March 18, 2009 by: www.seekingalpha.com
How does the Federal Reserve’s statement today affect Treasury bonds and exchange traded funds (ETFs) that hold the government debt?
The Federal Reserve announced midday that it will begin large-scale purchases of 30-year Treasury Bonds to the tune of $300 billion over the next six months, reports David Goldman for CNN Money. This would help the government accomplish two goals, according to many economists:
- Lower interest rates on corporate debt and mortgage loans
- Maintain a critical level of support for the bond market to keep values higher
Federal Reserve Chairman Ben Bernanke has made statements that the central bank will use “all the tools” available to revive economic growth, so this move had been expected. Bernanke also left a key short-term bank lending rate at a record low of between zero and 0.25%.

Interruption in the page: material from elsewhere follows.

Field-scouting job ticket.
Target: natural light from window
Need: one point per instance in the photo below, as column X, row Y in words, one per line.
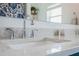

Since interest rates fall as bond prices rise, the money going into 30-year bonds would help push down yields. They’ve been inching up toward 4% after falling to near 2.5% in December. Additionally, by sending prices up, the central bank could help lure more buyers to help prop up a slumping market.
Meanwhile, Bill Gross, manager of Pacific Investment Management Co.’s $138 billion Total Return Fund, upped his holdings of U.S. government debt 15%, the highest percentage since last July 2007, reports Dakin Campbell for Bloomberg.
While the government debt category includes Treasuries, Gross has said in the past that PIMCO is not interested in buying the securities. In February, Gross said it was dependent upon the Federal Reserve to buy Treasuries but that he wouldn’t follow the central bank’s lead.